There’s a quiet reassurance in a task you know you can do perfectly, every time. It keeps you in the zone where you feel competent and look productive, which counts for a lot when you suspect your role might be on a list.

Automation asks for the opposite. Learn the new tool. Work in an unfamiliar way. Risk getting it wrong. All where people can see. And it carries a quieter risk on top of that: automation has a way of x-raying the old processes, showing up the ones that looked fine from the outside but were really held together with workarounds, favours and the occasional bit of fudging. None of these things look good.

There’s a hidden cost, too. Automation takes away the brain-dead, repetitive work, leaving only the hard parts behind: the thinking, the judgement, the decisions. Strip out the small, low-stakes jobs that let the mind idle and recover, then hand someone eight unbroken hours of high-stakes thinking instead, and they won’t be twice as productive. They will burn out.

Detecting the signal hidden in the noise

Spend a few decades writing code, testing machine-learning models and reading employee surveys, and you get reasonably good at telling the noise of change from the signal of something actually going wrong.

When someone says “this tool is too hard to use,” a technologist hears a UX bug. A business leader hears a skills or training gap.

But it’s rarely about the interface or the training. The complaint is almost always carrying something heavier underneath.

Sometimes it’s lost agency: “I used to be the Excel wizard. Now I just push a button.”

Sometimes it’s overload: “I don’t need help clicking the button. I need the headspace for the work that comes after it.”

And sometimes it’s fear: “If I get this working perfectly, I’ve automated myself out of a job.”

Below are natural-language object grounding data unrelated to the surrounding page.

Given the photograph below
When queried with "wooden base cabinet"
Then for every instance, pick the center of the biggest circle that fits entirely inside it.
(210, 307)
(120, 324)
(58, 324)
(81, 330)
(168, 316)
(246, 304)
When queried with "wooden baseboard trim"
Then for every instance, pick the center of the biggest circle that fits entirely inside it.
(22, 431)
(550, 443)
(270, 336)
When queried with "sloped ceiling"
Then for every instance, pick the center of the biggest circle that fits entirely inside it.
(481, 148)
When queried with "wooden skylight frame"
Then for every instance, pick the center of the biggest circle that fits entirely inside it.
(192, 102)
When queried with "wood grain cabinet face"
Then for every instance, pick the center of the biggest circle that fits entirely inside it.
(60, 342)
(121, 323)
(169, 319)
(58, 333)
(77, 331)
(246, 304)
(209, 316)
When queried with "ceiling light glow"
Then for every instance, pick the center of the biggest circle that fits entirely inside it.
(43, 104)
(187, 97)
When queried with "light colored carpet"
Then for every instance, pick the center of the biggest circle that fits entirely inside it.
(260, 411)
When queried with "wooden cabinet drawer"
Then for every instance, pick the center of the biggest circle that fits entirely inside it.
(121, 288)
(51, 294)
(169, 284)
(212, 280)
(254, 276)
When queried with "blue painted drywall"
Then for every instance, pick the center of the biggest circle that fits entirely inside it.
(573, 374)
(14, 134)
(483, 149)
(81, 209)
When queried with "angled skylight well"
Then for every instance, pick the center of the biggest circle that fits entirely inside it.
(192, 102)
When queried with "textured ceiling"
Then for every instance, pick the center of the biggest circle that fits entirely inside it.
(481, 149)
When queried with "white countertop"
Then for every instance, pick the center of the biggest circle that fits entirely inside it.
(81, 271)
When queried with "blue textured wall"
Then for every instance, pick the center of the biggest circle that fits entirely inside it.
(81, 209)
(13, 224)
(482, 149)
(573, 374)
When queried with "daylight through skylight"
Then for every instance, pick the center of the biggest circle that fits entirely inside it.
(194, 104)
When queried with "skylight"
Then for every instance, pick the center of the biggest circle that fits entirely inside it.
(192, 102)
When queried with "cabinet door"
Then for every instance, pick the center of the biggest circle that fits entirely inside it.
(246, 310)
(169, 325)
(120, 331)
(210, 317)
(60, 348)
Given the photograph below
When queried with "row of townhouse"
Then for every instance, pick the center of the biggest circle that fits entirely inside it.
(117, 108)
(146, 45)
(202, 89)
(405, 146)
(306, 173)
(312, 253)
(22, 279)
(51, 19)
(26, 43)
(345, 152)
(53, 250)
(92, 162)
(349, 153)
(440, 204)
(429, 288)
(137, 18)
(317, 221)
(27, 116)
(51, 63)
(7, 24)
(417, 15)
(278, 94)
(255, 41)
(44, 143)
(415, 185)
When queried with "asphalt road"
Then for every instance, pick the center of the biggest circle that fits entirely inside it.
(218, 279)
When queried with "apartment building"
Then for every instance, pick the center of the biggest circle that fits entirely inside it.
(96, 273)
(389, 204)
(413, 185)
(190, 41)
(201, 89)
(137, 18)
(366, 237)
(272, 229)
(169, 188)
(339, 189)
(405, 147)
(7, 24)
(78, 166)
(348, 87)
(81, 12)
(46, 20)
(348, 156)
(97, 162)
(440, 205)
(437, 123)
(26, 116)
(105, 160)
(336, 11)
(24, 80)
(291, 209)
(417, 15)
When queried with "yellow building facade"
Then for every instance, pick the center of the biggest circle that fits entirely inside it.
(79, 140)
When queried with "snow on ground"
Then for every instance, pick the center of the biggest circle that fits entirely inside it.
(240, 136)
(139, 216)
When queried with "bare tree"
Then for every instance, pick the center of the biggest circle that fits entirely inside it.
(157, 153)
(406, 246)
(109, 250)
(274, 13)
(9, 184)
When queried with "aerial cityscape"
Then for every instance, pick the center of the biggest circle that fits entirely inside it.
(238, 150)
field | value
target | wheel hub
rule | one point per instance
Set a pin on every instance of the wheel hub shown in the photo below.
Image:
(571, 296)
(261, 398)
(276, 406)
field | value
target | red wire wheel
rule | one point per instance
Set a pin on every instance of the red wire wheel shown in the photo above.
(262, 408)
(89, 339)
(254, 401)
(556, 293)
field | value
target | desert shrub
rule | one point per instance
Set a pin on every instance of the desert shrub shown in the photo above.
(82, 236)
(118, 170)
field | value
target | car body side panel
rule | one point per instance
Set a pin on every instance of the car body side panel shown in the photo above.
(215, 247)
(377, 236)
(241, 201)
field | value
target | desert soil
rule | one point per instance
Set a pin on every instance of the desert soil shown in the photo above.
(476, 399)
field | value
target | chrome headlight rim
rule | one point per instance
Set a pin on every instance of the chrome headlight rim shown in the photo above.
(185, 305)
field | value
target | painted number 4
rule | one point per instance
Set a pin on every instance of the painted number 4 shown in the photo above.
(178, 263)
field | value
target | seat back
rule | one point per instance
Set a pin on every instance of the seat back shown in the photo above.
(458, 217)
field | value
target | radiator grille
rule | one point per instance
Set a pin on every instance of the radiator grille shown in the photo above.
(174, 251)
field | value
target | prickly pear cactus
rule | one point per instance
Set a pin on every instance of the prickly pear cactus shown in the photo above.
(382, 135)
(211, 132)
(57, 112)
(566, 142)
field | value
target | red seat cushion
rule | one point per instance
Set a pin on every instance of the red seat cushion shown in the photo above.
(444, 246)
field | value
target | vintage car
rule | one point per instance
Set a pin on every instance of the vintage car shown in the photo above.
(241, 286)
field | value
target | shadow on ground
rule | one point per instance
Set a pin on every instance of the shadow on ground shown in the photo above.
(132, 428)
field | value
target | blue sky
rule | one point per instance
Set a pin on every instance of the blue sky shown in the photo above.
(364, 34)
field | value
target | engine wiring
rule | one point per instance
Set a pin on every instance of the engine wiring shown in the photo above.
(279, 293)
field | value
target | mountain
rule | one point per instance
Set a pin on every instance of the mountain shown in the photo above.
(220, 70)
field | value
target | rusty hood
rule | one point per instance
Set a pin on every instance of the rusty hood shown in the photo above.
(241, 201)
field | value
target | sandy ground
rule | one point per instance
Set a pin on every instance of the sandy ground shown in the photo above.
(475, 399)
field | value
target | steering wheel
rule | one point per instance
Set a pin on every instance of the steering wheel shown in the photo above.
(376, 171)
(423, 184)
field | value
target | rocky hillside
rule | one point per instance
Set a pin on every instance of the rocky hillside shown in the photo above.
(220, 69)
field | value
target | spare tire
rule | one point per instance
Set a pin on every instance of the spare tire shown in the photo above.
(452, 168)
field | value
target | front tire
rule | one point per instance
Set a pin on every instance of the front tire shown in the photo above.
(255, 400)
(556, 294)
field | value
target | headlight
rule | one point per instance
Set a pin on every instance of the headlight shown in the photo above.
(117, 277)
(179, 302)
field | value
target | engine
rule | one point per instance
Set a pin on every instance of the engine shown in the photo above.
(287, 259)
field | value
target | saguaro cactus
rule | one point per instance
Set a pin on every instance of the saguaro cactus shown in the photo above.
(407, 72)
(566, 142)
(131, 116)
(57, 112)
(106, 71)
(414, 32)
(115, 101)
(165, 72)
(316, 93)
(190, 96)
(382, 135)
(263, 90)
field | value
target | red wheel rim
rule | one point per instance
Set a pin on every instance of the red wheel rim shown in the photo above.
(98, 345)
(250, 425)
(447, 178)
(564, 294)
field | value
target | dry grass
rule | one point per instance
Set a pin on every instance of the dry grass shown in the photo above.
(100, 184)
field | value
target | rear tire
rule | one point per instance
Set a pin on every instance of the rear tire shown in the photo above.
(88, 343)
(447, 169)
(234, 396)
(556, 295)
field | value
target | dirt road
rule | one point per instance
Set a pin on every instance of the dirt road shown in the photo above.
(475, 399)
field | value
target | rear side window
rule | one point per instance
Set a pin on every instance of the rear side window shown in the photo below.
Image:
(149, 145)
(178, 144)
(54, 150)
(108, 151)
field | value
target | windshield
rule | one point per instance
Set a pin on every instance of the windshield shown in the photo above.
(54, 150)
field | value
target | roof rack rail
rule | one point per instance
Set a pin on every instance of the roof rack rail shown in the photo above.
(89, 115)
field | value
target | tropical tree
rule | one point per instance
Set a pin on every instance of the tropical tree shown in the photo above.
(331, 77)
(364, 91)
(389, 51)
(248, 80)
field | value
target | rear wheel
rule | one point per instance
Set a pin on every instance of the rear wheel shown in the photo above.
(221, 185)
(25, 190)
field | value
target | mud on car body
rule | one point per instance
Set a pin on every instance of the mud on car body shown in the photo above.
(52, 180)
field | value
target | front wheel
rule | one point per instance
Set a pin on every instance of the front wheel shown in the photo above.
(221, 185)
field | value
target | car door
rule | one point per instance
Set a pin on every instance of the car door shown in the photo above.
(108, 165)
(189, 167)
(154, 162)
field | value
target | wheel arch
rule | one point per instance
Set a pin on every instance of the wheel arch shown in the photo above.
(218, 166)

Listen only to the efficiency numbers and miss all of that, and you’ll drive the organisation off a cliff with the dashboard still showing green.

Giving something back

This is why we build things the way we do at SocialOptic. We start with the people, not the plumbing. Call it coproduction, cocreation, or just plain good design. It is the same process.

We’re not in the business of black boxes that quietly remove roles. We build things that remove the weight sitting on top of people. Free up clinicians from the paperwork so they can get back to patients. Free up teachers so they can get back to teaching. Free up HR teams so they can actually improve the place to work, instead of drowning in the data about it.

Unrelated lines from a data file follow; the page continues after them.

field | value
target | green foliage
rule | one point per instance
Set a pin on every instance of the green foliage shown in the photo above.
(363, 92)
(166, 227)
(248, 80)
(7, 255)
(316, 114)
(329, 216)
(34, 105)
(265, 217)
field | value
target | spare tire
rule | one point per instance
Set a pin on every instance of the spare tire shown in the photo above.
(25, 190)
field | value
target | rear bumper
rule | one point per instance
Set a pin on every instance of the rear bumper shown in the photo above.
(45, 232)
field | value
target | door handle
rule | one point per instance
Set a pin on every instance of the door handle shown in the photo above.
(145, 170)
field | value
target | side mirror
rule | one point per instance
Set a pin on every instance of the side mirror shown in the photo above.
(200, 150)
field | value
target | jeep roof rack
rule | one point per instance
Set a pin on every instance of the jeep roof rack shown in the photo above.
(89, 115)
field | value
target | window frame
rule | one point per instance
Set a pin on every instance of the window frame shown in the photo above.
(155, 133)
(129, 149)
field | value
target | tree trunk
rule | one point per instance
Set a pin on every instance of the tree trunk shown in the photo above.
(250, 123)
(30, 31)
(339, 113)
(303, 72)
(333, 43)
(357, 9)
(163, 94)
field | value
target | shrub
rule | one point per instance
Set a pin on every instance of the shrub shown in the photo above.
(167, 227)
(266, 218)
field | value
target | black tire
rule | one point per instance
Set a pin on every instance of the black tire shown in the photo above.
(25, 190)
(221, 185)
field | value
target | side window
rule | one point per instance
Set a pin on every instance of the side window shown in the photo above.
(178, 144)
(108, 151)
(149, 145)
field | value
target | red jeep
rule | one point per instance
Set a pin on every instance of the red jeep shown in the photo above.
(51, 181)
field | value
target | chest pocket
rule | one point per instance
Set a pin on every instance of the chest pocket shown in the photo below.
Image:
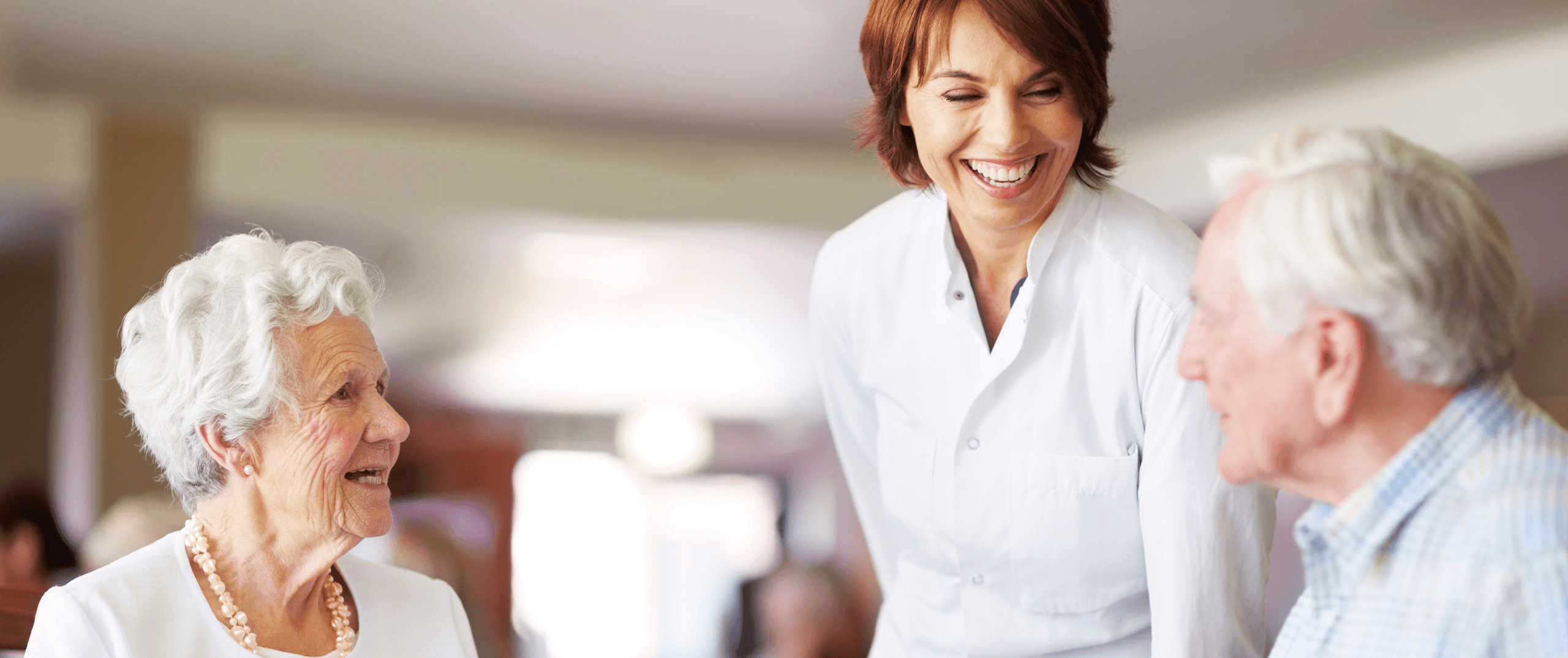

Done properly, automation gives something back rather than taking it away. It tells you plainly what’s working and what isn’t, and hands people the evidence to make better calls. We design for trust: you can see what the system did, change it, and stay the expert in the room.

A short manifesto for leaders

If you’re starting down this road, drop that fantasy of the frictionless rollout. Here are three rules for building automation people will actually trust:

Pay for the double-job phase. If you ask your team to document processes, test tools and redesign workflows on top of a full week of their normal manual work, some part of them will quietly sabotage the project just to stay afloat. Clear their plates first. Change isn’t an after-hours hobby.

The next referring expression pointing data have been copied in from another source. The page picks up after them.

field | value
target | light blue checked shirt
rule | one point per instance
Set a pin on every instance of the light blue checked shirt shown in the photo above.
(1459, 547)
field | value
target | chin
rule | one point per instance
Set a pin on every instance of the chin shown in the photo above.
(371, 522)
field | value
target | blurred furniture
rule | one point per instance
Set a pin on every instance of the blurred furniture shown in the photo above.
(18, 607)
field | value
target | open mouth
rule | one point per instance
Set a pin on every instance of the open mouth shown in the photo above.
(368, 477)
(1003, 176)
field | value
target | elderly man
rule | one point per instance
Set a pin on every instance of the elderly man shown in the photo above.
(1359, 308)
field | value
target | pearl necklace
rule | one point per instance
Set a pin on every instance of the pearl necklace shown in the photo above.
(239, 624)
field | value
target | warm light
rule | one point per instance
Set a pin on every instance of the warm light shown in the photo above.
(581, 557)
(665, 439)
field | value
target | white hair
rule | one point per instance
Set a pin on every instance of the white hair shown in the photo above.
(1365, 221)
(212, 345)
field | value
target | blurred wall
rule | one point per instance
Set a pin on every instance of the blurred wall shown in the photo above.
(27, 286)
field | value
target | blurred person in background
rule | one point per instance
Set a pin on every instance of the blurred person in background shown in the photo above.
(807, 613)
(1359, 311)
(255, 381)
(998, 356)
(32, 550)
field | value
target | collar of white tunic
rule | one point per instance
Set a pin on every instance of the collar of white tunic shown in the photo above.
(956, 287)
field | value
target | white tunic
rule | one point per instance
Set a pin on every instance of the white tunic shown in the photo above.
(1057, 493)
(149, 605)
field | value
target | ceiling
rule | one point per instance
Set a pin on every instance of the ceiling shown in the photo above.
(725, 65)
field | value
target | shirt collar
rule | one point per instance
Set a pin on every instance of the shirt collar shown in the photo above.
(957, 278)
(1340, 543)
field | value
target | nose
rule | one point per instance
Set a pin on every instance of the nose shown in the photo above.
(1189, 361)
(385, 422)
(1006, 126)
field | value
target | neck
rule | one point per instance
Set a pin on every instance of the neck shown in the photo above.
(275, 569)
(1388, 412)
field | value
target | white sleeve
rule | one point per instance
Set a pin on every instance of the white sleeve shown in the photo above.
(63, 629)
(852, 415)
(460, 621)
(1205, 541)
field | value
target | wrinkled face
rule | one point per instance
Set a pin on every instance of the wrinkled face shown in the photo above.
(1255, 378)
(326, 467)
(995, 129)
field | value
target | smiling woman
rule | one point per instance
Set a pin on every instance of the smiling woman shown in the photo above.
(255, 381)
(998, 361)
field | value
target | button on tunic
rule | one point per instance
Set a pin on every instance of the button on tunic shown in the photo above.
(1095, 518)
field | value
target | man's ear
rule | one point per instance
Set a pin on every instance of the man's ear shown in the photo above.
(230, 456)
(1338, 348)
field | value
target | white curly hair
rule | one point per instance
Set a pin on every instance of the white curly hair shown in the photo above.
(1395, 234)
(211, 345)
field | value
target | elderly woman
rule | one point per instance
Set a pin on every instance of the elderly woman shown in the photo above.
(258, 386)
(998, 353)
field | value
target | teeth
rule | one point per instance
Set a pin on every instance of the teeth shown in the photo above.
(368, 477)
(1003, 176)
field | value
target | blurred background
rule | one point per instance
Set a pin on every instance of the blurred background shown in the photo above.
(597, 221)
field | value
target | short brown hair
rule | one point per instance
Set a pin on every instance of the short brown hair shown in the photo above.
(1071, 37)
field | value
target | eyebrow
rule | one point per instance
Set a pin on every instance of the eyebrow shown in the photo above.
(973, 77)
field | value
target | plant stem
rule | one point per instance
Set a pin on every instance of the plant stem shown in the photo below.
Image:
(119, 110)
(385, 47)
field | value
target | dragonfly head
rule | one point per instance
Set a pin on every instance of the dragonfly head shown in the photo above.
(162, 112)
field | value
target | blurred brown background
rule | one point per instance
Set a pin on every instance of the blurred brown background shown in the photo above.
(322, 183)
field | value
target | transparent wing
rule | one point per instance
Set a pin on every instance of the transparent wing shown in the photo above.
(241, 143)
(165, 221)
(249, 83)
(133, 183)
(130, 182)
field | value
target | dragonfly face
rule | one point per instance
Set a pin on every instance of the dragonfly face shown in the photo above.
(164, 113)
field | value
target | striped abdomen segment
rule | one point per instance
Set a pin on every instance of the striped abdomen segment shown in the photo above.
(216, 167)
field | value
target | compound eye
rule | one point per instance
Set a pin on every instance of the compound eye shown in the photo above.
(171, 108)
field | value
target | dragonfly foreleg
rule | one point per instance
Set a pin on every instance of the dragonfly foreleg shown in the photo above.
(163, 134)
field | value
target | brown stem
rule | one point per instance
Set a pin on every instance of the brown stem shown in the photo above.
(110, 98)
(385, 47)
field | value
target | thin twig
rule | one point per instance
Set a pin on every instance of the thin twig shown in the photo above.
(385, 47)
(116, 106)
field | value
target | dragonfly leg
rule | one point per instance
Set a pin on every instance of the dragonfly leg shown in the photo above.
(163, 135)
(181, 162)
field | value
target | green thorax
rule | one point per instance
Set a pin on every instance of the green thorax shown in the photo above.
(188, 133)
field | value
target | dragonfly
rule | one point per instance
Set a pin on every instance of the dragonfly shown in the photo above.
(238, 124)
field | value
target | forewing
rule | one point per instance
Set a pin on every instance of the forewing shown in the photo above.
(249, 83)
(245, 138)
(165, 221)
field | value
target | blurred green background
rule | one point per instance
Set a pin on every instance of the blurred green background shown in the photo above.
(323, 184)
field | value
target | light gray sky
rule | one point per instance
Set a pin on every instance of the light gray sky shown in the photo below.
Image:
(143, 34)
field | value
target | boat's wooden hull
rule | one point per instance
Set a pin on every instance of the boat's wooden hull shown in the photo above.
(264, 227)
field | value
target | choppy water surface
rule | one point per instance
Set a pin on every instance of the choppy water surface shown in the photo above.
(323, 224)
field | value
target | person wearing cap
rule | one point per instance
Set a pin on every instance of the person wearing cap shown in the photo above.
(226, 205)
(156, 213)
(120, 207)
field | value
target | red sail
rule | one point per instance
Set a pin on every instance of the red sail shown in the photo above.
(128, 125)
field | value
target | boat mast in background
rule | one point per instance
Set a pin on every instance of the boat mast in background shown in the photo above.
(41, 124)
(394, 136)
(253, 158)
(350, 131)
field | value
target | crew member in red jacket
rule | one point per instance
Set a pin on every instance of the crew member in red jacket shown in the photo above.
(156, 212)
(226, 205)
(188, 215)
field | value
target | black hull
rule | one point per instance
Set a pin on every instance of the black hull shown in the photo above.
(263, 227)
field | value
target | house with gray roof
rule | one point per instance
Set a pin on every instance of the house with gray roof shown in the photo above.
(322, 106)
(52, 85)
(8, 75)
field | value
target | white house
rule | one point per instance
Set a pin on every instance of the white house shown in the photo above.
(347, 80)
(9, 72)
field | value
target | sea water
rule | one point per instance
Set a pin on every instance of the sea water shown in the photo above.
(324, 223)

Watch what’s left on the plate. Human energy isn’t an endless battery. If you automate away 40% of the easy work, don’t backfill the gap with nothing but relentless, high-stakes decisions. Build pauses and recovery into the shape of the day. Connection. The organisation still works off of relationships, however much you automate. They just become higher and higher stakes.

Build a safety net, not a black box. Buy and build tools that put the person in the pilot’s seat rather than the passenger’s. Let them see how the system reaches a decision, and let them overrule it. If people don’t feel safe, the automation is dead on arrival. Human in the loop sounds good, but it ends up with ‘human crushed in the machine’ – instead, empower people.

The pain isn’t optional. You can take it on now, on purpose and in doses you can manage. The alternative is that can wait, and pay it back with interest when the system breaks and your best people are already halfway out the door. You can see the evidence of that out there already.